Sunday, December 10, 2023

Climate change may shrink our brains

As an adaptive response, the human brain is likely to shrink as the planet’s climate warms, says a new study published in the journal Brain Behavior Evolution, suggesting a link between past climate changes and a decrease in the size of the human brain.

“Given recent global warming trends, it is important to understand the impact of climate change, if any, on human brain size and, ultimately, human behavior,” wrote the cognitive scientist Jeff Morgan Stibel of the Museum of Natural History in California (United States).

We already know that climate changes are well-documented drivers of biological change. We see the effects on animals; in a warmer world, we see birds shrinking in size or small reptiles aging without time to adapt to climate change.

And the man?

Nor are we immune to these evolutionary changes. The researchers conducted an analysis of climate records and human remains from Homo specimens for 50,000 years. Stibel obtained data from 373 measurements of 298 human bones, concluding that the human brain is likely to shrink as the climate warms, a claim that could add to our understanding of how humans evolve and adapt in response to environmental stress.

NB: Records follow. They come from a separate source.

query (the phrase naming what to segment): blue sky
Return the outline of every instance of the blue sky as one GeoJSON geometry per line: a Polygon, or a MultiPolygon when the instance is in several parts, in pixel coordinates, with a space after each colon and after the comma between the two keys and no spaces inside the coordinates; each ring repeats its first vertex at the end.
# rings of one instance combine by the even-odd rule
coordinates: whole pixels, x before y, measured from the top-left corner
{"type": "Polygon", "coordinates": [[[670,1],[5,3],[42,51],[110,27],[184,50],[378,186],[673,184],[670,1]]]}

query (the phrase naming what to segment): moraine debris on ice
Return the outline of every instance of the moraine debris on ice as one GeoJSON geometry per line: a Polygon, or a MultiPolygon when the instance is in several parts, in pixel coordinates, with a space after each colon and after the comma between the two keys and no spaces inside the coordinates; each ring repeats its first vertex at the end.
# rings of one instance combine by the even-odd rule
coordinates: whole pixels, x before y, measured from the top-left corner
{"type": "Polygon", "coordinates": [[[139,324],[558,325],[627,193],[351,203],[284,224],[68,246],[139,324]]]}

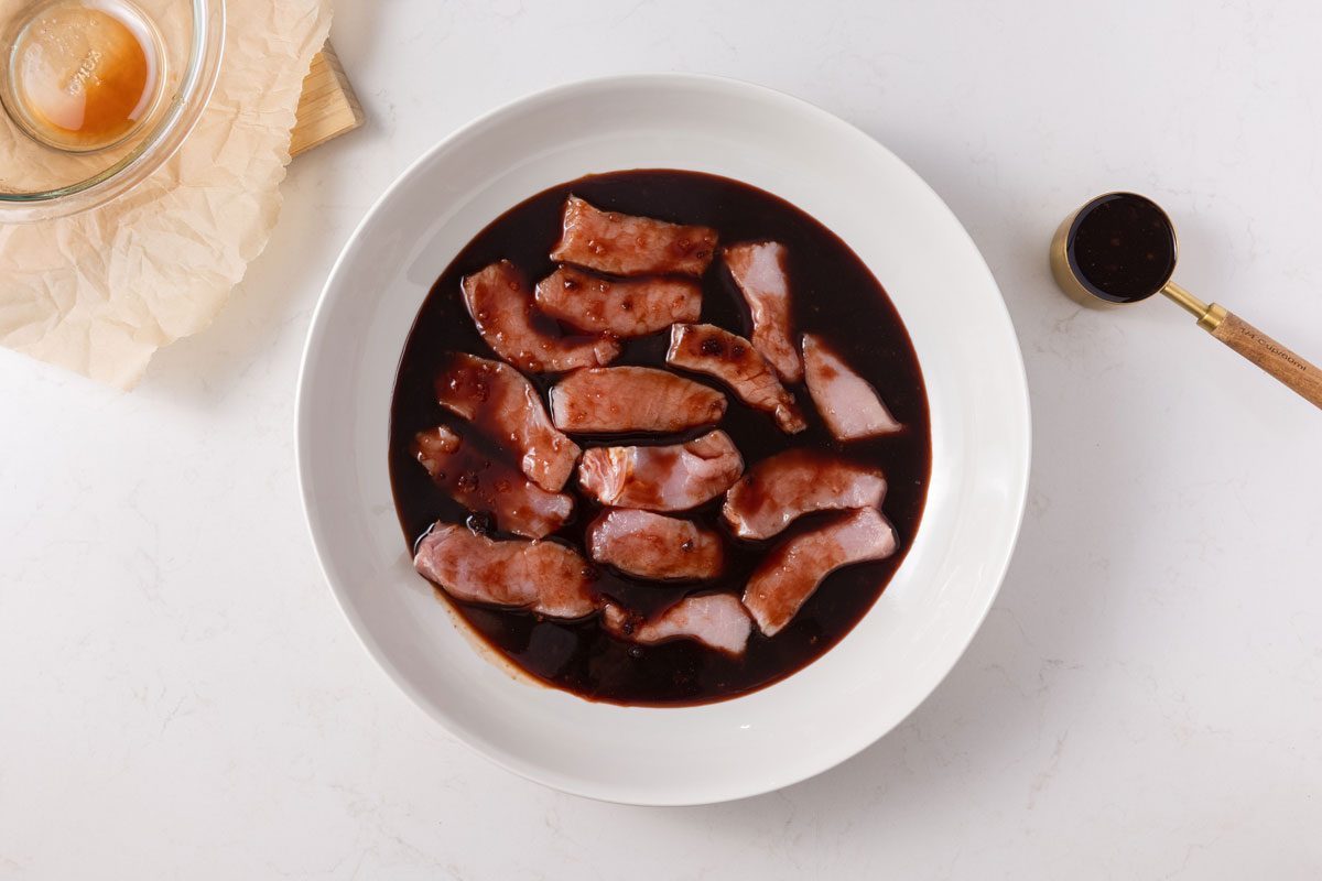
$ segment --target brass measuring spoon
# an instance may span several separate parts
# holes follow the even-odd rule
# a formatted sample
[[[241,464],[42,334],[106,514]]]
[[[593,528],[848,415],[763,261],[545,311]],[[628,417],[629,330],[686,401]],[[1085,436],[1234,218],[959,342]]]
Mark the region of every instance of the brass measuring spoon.
[[[1051,273],[1085,306],[1140,302],[1163,293],[1198,326],[1322,408],[1322,370],[1215,302],[1170,280],[1175,225],[1137,193],[1107,193],[1071,214],[1051,239]]]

“Understanding how the brain changes over time in hominids is important, but very little work has been done on this topic,” Morgan Stibel told PsyPost.org. “We know that the brain has evolved in species over the last few million years, but we know very little about other macroevolutionary trends.”

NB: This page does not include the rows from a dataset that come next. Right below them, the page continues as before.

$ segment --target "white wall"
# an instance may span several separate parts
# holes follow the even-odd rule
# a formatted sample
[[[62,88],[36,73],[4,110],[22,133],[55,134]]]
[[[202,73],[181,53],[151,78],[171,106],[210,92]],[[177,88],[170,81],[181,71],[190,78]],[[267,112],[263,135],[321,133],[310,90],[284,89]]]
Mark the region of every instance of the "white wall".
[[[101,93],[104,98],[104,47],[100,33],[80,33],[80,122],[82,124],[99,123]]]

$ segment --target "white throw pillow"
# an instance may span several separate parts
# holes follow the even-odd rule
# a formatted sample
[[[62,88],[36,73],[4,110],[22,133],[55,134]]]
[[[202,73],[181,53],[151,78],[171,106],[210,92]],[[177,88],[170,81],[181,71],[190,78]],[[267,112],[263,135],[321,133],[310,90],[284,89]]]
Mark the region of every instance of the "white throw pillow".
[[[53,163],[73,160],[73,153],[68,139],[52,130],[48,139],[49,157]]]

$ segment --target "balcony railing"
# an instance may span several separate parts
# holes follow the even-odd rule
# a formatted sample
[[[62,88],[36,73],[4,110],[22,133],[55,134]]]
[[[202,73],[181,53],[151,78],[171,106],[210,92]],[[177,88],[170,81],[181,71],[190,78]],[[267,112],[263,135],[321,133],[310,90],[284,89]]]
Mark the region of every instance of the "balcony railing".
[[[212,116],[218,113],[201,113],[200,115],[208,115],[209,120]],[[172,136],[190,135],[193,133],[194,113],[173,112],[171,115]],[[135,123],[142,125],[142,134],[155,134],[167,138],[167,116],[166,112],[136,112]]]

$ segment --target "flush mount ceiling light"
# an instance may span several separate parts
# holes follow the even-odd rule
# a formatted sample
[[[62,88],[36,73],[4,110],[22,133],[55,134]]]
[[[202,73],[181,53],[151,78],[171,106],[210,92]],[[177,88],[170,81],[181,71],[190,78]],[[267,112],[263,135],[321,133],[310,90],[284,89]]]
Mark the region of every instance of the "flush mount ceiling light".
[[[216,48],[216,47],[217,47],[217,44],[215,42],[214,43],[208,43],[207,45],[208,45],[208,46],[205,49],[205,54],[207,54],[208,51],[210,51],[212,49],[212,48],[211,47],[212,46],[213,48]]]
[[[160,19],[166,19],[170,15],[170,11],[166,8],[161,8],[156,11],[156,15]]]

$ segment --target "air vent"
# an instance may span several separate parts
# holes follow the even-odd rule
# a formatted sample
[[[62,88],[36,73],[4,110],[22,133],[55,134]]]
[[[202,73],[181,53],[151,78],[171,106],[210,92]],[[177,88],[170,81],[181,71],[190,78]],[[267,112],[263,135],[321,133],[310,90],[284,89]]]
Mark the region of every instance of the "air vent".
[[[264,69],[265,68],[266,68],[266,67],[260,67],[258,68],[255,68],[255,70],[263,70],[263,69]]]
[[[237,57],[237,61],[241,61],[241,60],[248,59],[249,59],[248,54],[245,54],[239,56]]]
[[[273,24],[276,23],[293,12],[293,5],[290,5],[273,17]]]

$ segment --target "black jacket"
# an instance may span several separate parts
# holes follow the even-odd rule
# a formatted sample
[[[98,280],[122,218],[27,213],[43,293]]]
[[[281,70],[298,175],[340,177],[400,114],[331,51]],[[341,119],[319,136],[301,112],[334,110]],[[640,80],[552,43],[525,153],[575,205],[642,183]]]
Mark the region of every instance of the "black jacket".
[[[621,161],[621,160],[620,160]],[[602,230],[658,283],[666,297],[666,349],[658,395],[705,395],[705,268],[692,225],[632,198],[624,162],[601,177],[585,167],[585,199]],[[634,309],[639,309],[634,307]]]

Fortunately, we have accurate measurements of what the surface temperature was at various points in Earth’s history. When comparing the brain size of these climate records (four climate records and temperature data from Dome C of the European Antarctic Ice Core Project), the brains of our ancestors shrank by more than 10% during the Holocene (about 11,700 years ago to the present), when the climate warmed.

Brain size doesn’t always equate to cognitive function, but it has a huge impact on how we look and act. “Even a small reduction in the size of the brain of existing people can affect our physiology in a way that is not fully understood,” the expert clarified.

“Changes in brain size appear to occur thousands of years after climate change, and they are particularly pronounced after the last glacial maximum, about 17,000 years ago,” explained Stibel in his work. “Whereas (acclimation) progresses over a generation and natural selection can occur over just a few successive generations, adaptation at the species level often takes many successive generations.”

The research leaves no doubt: when the climate became warmer, the average brain size became smaller than when it was colder. The study shows that human biology is driven by natural selection influenced by environmental pressures. And as the Earth begins to warm faster, it is unclear how this will affect us humans hundreds and thousands of years into the future.